Options for lowering domestic fuel consumption:

 

  • Increasing Fuel Taxes

    This is known as ‘allocation by price’. It is highly regressive as it allows the wealthiest Americans to consume unlimited quantities of fuel by paying more for that fuel than the least wealthy are willing to pay. The result is a combination of the wealthy driving any size SUV they desire, while millions of less wealthy Americans may not be able to afford to drive at all.

    While the higher fuel prices make public transportation more attractive, it would take a very large tax increase for a meaningful shift from private to public transportation. And the result would again be regressive, with less wealthy Americans forced to use public transportation while the more wealthy Americans drive their vehicles of choice on less crowded roads.

  •  

  • Carbon credit proposals

    While this also does work to cut the total burn of fossil fuels it also does this via ‘allocation by price’ and is also highly regressive. Nor does it target the gasoline and diesel fuels we import from foreign monopolists. By issuing transferable carbon credits that periodically decline in magnitude prices of carbon based fuels rise until demand fall to the level of the restricted supply. Again, this means the wealthy can drive any vehicle they wish on less crowded roads abandoned by those who can no longer afford to drive.

  •  

  • Increasing Fuel Efficiency Standards

    New vehicles sold in the US can be required to get more miles per gallon than currently required. This is much less regressive than a fuel tax, but takes longer to have the desired effect of reduced fuel consumption. Also, it currently applies to a company’s average mileage for all the new cars it sells. The result is the production of fewer vehicles that go fewer miles per gallon than the required minimum, and more vehicles that go more miles per gallon than the minimum. Raising the mpg requirement would shift production further toward more fuel efficient vehicles.

  •  

  • Reducing the National Speed Limit to 30 mph for Private Ground Transportation

    This directly cuts gasoline consumption as vehicles are potentially far more fuel efficient at 30 mph than 60+ mph. The lower speed limit also reduces the amount of long distance driving due to individual time constraints.

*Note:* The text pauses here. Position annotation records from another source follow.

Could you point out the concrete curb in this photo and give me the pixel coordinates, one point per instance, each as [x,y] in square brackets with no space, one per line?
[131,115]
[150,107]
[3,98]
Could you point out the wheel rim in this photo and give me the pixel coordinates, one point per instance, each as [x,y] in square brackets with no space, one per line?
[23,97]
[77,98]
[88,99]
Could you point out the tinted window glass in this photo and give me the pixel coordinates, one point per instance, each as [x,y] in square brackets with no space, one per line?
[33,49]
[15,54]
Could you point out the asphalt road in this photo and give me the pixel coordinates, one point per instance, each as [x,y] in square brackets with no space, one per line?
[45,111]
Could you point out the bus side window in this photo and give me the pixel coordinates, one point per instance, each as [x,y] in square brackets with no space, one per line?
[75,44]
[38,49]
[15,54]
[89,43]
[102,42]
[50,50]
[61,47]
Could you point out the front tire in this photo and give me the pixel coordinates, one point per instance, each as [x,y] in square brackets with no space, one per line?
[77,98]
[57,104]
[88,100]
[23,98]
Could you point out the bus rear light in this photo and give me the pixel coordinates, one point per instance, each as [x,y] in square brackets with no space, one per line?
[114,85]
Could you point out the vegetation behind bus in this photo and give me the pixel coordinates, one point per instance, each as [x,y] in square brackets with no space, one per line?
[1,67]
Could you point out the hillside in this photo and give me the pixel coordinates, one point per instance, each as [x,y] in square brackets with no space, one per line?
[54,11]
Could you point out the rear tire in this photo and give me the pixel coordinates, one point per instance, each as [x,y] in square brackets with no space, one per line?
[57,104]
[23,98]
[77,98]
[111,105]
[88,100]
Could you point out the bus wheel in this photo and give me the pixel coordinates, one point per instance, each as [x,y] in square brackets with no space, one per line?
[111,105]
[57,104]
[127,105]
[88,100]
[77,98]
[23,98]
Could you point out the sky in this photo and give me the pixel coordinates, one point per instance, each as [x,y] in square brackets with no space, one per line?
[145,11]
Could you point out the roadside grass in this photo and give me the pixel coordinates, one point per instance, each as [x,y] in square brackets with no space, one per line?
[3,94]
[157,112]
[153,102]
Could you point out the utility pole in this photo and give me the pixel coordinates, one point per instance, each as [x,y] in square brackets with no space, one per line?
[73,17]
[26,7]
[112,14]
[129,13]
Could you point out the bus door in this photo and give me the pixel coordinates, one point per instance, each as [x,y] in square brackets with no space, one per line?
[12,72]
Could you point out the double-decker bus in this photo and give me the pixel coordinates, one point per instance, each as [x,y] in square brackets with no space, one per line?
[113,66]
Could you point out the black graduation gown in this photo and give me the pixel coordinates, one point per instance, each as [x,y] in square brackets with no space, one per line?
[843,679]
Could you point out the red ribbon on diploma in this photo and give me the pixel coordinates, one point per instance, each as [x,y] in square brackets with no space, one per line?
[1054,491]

    Additionally, demand for public transportation is increased due to the same time savings. Since time is presumably more economically valuable to the wealthy, they lose the most by the lower speed limit and would have the most to gain by improved public transportation. Therefore, the wealthy would use their influence to improve public transportation which would go a long way to getting the job done and in short order.

    The other advantage of the lower speed limit is the reduced need for safety features, as the possibility of injury decreases geometrically with speed. This means lighter, simpler, less expensive cars would be available and traffic deaths substantially reduced.

    Smaller cars also require and take up less space, reducing traffic congestion and parking demands.
    The reduction in consumption could be over 5 million barrels per day of crude oil products in the US alone, which would:

    • Provide the net supply shock capable of reducing crude and refined product prices
    • Improve our real terms of trade and greatly enhance our quality of life
    • Increase national security by reducing dependence on foreign oil

  •  

  • Slow environmental degradation

    It is a political choice: ration by price as we are currently doing or use other methods, some of which are already in place, such as fuel economy standards.

    This proposal simply adds the price of ‘time’ to burning gasoline for all private transportation, thereby making fuel efficient, cleaner, and less resource intensive alternative transportation more attractive.

  •  

  • Incentives to Trade in Less Fuel Efficient Vehicles for More Fuel Efficient Vehicles

    With this proposal the government offers monetary incentives for individuals to trade in less fuel efficient vehicles for more fuel efficient vehicles. The incentive could be, for example, $250 for each mile per gallon of improvement. This would drive the sale and production of more fuel efficient vehicles and more rapidly increase the share of miles driven by more fuel efficient vehicles. However, it does not remove the less fuel efficient vehicles from the roadways as they are allowed to be resold.